The study, by the Rice team with collaborators in Germany and at the Houston Methodist Research Institute, Baylor College of Medicine and Texas Children’s Hospital, appears in the journal natural methods.
“Years ago, we tended to focus on bad bacteria — or what we thought was bad — and we didn’t really care about the others,” Curry said. “But in the last 20 years there’s been a shift where we think maybe some of these other bacteria hanging around mean something.
This is what we call the microbiome, all the microscopic organisms in an environment. Commonly studied environments include water, soil and the intestinal tract, and microbes have been shown to affect plants, carbon sequestration and human health.”
Kristen Curry, a graduate student at Rice’s George R. Brown School of Engineering
Emu, the name derives from his “expectation maximization” task, analyzes full-length 16S sequences from bacteria processed by a portable Oxford Nanopore MinION sequencer and uses sophisticated error correction to identify species based on nine to identify different “hypervariable regions”.
“With previous technology, we could only read part of the 16S gene,” Curry explained. “It’s about 1,500 base pairs, and with short-read sequencing you can only sequence up to 25% to 30% of that gene. However, you really need the full-length gene to achieve species-level precision.”
But even the latest technology isn’t perfect, so mistakes can creep into sequences.

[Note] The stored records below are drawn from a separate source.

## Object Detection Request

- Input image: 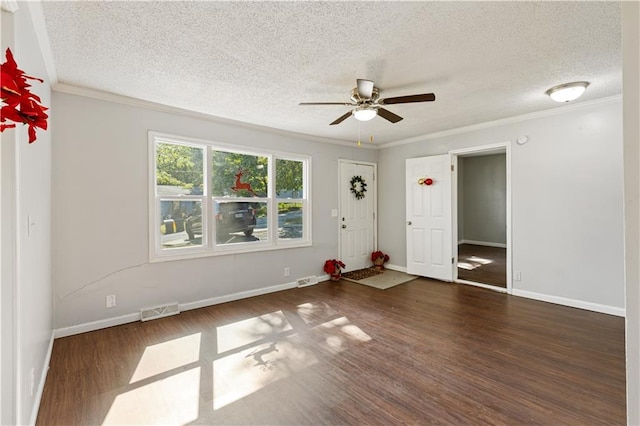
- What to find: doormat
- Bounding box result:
[342,268,382,281]
[342,268,418,290]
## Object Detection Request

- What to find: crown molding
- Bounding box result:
[25,0,58,86]
[52,83,378,149]
[52,83,622,150]
[378,95,622,149]
[0,0,18,13]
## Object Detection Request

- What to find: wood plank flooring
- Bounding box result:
[37,278,626,425]
[458,244,507,288]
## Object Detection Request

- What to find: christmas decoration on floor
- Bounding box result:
[324,259,345,281]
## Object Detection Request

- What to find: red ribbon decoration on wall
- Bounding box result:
[0,49,49,143]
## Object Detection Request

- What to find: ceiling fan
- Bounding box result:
[300,78,436,126]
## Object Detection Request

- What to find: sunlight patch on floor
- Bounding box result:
[129,333,201,383]
[217,311,292,354]
[313,317,371,353]
[458,262,482,271]
[467,256,493,265]
[213,336,318,410]
[103,368,200,425]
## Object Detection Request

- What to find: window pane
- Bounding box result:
[160,200,202,248]
[278,203,302,239]
[213,200,268,244]
[156,143,204,195]
[211,151,269,197]
[276,159,304,198]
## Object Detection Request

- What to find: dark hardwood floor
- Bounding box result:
[37,278,626,425]
[458,244,507,288]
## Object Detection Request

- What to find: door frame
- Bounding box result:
[449,141,513,294]
[336,158,378,268]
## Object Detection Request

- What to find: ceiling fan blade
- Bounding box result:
[357,78,373,99]
[330,111,351,126]
[298,102,353,106]
[378,93,436,105]
[378,108,402,123]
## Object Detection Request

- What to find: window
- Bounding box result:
[149,132,311,260]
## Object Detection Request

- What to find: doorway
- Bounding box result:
[451,143,511,293]
[338,160,377,271]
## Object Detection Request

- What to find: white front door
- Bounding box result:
[406,154,453,281]
[338,161,376,271]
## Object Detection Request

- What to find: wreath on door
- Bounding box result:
[351,176,367,200]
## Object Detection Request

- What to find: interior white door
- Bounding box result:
[339,162,375,271]
[406,154,453,281]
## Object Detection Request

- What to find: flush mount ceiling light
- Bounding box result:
[547,81,589,102]
[353,107,378,121]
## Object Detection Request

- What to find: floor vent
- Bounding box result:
[140,302,180,321]
[298,275,318,287]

“Although error rates have fallen in recent years, they can still have up to 10% errors in a single DNA sequence, while species can be separated by a handful of differences in their 16S gene,” said Treangen, an assistant professor of Informatics who specializes in tracking infectious diseases. “Distinguishing sequencing errors from true differences was the main computational challenge of this research project.
“One problem is that a lot of the errors are non-random, which means they can appear repeatedly at certain positions and then start looking like real differences and not sequence errors,” he said.

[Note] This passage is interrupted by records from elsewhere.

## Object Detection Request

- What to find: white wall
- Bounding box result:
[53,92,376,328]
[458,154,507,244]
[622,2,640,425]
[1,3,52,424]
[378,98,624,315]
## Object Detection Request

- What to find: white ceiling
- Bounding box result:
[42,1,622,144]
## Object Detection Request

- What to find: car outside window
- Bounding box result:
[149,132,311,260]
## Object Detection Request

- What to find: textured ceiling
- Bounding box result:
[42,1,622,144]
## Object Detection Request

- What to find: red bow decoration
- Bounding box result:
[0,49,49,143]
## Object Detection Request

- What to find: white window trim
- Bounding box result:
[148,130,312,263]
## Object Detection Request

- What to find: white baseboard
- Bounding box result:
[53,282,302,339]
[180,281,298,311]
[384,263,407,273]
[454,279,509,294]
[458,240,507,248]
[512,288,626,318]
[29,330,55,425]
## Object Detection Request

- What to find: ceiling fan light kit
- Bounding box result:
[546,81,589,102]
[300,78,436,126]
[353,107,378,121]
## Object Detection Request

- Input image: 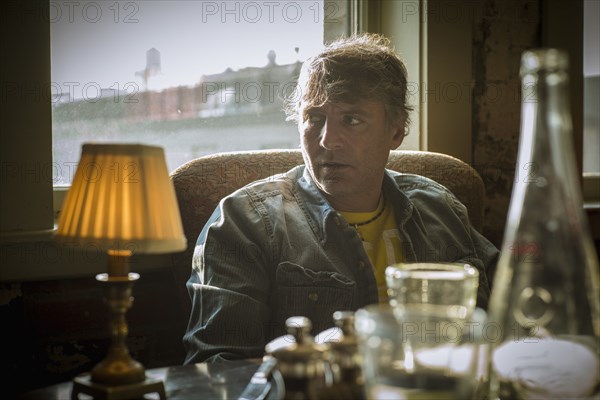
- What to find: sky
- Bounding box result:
[49,0,323,97]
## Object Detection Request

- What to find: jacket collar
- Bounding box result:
[292,165,414,242]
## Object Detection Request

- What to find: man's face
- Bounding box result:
[298,100,404,211]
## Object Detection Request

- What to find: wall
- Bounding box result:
[472,0,541,246]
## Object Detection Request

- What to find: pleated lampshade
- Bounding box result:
[57,144,186,253]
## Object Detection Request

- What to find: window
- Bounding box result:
[583,0,600,174]
[49,0,348,186]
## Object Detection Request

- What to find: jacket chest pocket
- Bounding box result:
[272,262,356,335]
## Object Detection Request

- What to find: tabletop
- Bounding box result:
[22,359,270,400]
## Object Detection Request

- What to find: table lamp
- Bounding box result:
[56,144,186,399]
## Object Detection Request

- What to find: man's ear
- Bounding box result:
[390,124,406,150]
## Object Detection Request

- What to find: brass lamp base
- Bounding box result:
[71,374,167,400]
[71,262,166,400]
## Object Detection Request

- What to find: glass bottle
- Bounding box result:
[483,49,600,399]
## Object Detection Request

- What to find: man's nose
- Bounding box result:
[319,118,343,150]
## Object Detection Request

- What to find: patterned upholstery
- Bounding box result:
[171,150,485,315]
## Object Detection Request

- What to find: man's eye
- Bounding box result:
[306,114,325,124]
[342,115,362,126]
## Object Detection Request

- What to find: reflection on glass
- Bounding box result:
[48,0,328,185]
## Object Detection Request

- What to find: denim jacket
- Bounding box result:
[183,166,498,363]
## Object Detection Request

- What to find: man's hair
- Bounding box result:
[285,34,412,131]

“Another problem is that a given sample can contain thousands of bacterial species, creating a complex mix of microbes that can occur well below the sequencing error rate,” Treangen said. “This means we cannot simply rely on ad hoc cutoffs to distinguish signal from error.”

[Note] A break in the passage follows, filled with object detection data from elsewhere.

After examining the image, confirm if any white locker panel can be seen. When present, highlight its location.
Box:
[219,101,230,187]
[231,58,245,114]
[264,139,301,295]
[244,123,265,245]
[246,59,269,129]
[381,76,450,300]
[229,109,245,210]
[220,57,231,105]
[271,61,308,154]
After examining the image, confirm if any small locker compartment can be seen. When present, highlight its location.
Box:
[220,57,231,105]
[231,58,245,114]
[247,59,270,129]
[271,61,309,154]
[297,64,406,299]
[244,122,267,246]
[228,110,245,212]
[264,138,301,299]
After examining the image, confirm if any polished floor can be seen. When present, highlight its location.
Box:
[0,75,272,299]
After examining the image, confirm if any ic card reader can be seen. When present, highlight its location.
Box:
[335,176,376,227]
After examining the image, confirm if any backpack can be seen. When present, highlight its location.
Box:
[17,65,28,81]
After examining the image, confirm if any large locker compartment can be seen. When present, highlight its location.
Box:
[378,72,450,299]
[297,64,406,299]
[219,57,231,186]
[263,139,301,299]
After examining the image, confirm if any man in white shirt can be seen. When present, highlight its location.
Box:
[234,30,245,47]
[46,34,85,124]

Instead, Emu learns to distinguish between signal and error by comparing a variety of long sequences first to a template and then to each other, and iteratively refining its error correction while profiling microbial communities. In the experiments conducted, false positives in emu decreased significantly compared to other approaches when analyzing the same datasets.
“Long reads represent a disruptive technology for microbiome research,” said Treangen. “The goal of Emu was to use all the information contained in the entire 16S gene without masking anything to see if we could achieve more accurate designations at the genus or species level. And that’s exactly what we’ve achieved with Emu, thanks to a fruitful, multidisciplinary collaboration.”
Alexander Dilthey, Professor of Genomic Microbiology and Immunity at Heinrich Heine University Düsseldorf, Germany, is a co-author of the publication.
Co-authors are Rice alumnus Qi Wang, postdoctoral fellow Michael Nute, and alumnus Elizabeth Reeves; Alona Tyshaieva, Enid Graeber and Patrick Finzer from Heinrich Heine University; Sirena Soriano and Sonia Villapol of the Houston Methodist Research Institute’s Center for Neuroregeneration; Qinglong Wu and Tor Savidge from Baylor College of Medicine and Texas Children’s Hospital Microbiome Center; and Werner Mendling from Helios University, Wuppertal, Germany.
Source:
Magazine reference:
Curry, KD, et al. (2022) Emu: Species-level microbial community profiling for full-length Nanopore 16S reads. natural methods. doi.org/10.1038/s41592-022–01520‑4.